Unnamed: 0,age,workclass,fnlwgt,education,education_num,marital_status,occupation,relationship,race,sex,capital_gain,capital_loss,hours_per_week,native_country,income
0,39.0,State-gov,77516.0,Bachelors,13.0,Never-married,Adm-clerical,Not-in-family,White,Male,2174,0,40,United-States,0
1,50.0,Self-emp-not-inc,83311.0,Bachelors,13.0,Married-civ-spouse,Exec-managerial,Husband,White,Male,0,0,13,United-States,0
2,38.0,Private,215646.0,HS-grad,9.0,Divorced,Handlers-cleaners,Not-in-family,White,Male,0,0,40,United-States,0
3,53.0,Private,234721.0,11th,7.0,Married-civ-spouse,Handlers-cleaners,Husband,Black,,0,0,40,United-States,0
4,28.0,Private,338409.0,Bachelors,13.0,Married-civ-spouse,Prof-specialty,Wife,Black,Female,0,0,40,Cuba,0


### Get this to a format that a classifier will understand - numerial values only

In [95]:
# Save a copy of the dataset without any future modification
# We will compare modified and unmodified performance
df_unprocessed = df # create a copy of df, save original for later
df_unprocessed = df_unprocessed.dropna(axis=0, how='any')

print(df.shape)
print(df_unprocessed.shape)

(5000, 15)
(4496, 15)


In [0]:
#drop columns with non numerical data -> we are going to loose valuable information

### FILL IN ###



In [79]:
df_unprocessed.head(5)

Unnamed: 0,age,fnlwgt,education_num,capital_gain,capital_loss,hours_per_week,income
0,39.0,77516.0,13.0,2174,0,40,0
1,50.0,83311.0,13.0,0,0,13,0
2,38.0,215646.0,9.0,0,0,40,0
4,28.0,338409.0,13.0,0,0,40,0
5,37.0,284582.0,14.0,0,0,40,0


In [0]:
# Seperate feautes from target
X_unprocessed = df_unprocessed.drop('income', 1) #0 is for index, 1 is for column name
y = df_unprocessed.income

In [0]:
#import libraries for modelling
from sklearn.linear_model import LogisticRegression
from sklearn.model_selection import train_test_split
from sklearn.metrics import roc_auc_score

In [0]:
#split to train and test set
X_train_unproc, X_test_unproc, y_train, y_test = train_test_split(X_unprocessed, y, train_size=0.70, random_state = 1)

In [0]:
### FILL IN ###
# Funtion for fitting and evaluating


    

In [84]:
accuracy_unproc = fit_eval(X_train_unproc, X_test_unproc, y_train, y_test)
print ("The accuracy without data preprocessing is: %.2f %%" %(accuracy_unproc*100))

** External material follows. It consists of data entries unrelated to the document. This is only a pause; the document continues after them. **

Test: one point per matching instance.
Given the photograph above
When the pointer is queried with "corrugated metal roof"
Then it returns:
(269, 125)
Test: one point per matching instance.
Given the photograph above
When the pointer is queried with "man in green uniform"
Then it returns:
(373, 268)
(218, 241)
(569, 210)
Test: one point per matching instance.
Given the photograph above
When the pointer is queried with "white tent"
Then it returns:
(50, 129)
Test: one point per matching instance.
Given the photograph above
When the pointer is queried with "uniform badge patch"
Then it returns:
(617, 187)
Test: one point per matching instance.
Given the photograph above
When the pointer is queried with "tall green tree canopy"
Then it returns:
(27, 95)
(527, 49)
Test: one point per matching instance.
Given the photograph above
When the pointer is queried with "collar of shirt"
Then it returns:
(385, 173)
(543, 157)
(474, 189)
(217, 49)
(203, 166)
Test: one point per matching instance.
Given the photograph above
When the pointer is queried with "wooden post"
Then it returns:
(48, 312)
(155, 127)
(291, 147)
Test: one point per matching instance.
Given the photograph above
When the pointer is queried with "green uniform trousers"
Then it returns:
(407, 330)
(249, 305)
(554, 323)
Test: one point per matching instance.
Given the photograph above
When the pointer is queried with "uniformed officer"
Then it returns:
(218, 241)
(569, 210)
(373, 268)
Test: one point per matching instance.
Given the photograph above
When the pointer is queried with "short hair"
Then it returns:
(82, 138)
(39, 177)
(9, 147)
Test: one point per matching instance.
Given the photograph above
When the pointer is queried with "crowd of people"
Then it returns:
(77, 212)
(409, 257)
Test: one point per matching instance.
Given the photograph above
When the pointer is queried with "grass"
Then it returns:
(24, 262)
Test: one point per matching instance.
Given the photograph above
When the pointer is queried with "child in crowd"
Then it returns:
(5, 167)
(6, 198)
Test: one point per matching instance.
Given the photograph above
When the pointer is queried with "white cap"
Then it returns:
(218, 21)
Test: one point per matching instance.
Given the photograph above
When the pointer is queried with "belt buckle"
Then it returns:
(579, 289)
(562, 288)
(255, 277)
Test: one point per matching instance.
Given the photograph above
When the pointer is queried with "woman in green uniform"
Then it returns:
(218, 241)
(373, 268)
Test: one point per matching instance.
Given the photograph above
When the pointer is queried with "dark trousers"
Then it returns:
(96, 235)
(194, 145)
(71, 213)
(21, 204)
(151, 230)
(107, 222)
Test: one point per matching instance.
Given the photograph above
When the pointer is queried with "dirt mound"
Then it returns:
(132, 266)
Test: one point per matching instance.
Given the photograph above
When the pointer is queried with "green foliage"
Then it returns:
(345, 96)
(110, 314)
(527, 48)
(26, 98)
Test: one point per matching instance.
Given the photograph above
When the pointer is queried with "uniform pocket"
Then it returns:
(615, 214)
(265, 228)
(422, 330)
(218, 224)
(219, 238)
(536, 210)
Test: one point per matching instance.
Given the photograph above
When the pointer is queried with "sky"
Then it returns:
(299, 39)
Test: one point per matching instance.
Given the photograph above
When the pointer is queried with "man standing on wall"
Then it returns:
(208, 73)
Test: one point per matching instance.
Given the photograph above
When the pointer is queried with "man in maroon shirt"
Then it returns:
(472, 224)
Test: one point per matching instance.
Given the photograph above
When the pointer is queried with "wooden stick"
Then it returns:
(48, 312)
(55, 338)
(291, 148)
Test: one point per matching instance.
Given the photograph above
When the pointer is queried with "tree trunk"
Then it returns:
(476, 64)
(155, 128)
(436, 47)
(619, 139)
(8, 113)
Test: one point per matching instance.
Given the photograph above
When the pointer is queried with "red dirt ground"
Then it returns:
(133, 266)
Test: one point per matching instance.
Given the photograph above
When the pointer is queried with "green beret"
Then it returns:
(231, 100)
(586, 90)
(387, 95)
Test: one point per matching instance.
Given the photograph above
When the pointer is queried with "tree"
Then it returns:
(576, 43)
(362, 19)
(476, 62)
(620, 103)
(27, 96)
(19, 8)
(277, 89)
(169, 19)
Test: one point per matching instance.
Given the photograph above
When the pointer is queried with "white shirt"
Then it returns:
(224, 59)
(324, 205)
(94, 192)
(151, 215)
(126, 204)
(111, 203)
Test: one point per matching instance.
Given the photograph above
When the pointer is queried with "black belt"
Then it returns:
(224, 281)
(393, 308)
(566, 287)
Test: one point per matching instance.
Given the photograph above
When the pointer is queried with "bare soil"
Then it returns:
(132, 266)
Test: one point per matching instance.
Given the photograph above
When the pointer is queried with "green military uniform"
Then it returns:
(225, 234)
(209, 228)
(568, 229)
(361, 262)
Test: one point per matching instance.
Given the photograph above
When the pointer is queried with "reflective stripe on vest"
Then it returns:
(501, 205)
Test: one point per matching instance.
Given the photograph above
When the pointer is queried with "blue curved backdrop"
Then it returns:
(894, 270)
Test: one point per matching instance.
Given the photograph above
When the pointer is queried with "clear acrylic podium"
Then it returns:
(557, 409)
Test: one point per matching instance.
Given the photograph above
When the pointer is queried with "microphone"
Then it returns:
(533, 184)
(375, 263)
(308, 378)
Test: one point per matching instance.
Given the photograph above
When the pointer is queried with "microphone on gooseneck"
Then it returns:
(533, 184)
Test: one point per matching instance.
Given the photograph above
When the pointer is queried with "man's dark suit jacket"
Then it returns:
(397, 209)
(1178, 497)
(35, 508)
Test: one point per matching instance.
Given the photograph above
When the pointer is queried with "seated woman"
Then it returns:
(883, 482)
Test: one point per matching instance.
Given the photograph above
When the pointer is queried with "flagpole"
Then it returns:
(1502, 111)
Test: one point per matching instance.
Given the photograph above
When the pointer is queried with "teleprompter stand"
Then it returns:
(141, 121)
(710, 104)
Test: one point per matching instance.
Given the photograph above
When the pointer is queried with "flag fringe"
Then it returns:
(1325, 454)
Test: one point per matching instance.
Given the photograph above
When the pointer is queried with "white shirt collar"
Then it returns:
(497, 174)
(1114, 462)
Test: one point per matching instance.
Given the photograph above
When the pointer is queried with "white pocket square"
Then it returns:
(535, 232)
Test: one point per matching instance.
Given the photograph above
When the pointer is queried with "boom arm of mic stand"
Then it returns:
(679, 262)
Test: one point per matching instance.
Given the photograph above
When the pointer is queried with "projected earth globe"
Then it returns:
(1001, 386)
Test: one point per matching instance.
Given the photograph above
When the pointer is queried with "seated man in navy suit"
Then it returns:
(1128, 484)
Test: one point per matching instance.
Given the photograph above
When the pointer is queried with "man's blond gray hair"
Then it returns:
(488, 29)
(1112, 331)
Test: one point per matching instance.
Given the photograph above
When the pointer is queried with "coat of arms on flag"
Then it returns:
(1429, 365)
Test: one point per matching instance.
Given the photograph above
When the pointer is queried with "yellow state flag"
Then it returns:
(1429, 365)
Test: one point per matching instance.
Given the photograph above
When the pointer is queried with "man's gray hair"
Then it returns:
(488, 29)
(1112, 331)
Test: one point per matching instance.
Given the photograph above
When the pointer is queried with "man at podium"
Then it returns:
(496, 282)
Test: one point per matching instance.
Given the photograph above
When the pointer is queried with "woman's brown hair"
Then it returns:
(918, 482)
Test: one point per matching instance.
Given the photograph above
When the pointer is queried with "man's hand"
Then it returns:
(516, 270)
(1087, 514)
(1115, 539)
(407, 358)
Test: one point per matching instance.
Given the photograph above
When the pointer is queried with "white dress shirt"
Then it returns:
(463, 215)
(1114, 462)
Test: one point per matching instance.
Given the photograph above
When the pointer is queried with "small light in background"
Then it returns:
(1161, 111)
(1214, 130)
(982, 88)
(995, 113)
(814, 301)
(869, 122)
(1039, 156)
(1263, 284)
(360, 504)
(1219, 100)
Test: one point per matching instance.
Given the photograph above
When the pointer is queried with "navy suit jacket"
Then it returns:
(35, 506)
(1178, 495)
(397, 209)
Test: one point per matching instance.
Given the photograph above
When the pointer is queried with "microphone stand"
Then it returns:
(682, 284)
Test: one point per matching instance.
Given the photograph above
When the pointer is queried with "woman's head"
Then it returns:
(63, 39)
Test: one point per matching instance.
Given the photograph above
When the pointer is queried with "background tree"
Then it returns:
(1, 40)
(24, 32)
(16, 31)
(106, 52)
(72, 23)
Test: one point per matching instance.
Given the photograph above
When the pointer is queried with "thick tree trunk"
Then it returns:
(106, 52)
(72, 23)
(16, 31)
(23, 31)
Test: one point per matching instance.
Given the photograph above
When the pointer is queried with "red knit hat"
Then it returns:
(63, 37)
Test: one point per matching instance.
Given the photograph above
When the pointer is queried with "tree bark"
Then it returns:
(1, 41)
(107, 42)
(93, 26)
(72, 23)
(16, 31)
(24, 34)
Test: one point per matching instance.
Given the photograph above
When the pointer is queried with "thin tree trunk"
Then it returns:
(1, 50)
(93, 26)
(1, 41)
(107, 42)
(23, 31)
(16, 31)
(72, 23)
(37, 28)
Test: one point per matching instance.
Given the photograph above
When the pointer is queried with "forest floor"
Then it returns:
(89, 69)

The accuracy without data preprocessing is: 60.35 %




#------------------------------------------------------------------------------------------
#Now let's actually prepare the data!

In [0]:
y = df.income
X = df.drop(['income'], 1)

X.head(5)

In [86]:
X.head(5)

Unnamed: 0,age,workclass,fnlwgt,education,education_num,marital_status,occupation,relationship,race,sex,capital_gain,capital_loss,hours_per_week,native_country
0,39.0,State-gov,77516.0,Bachelors,13.0,Never-married,Adm-clerical,Not-in-family,White,Male,2174,0,40,United-States
1,50.0,Self-emp-not-inc,83311.0,Bachelors,13.0,Married-civ-spouse,Exec-managerial,Husband,White,Male,0,0,13,United-States
2,38.0,Private,215646.0,HS-grad,9.0,Divorced,Handlers-cleaners,Not-in-family,White,Male,0,0,40,United-States
3,53.0,Private,234721.0,11th,7.0,Married-civ-spouse,Handlers-cleaners,Husband,Black,,0,0,40,United-States
4,28.0,Private,338409.0,Bachelors,13.0,Married-civ-spouse,Prof-specialty,Wife,Black,Female,0,0,40,Cuba


##4) Feature engineering




###4.1) Encode categorical variables

In [0]:
# Create a list of features to dummy
todummy_list = ['workclass', 'education', 'marital_status', 'occupation', 'relationship', 'race', 'sex', 'native_country']


# Function to dummy all the categorical variables used for modeling

### FILL IN ###


X = dummy_df(df, todummy_list)

In [88]:
# Sanity check
X.head(5)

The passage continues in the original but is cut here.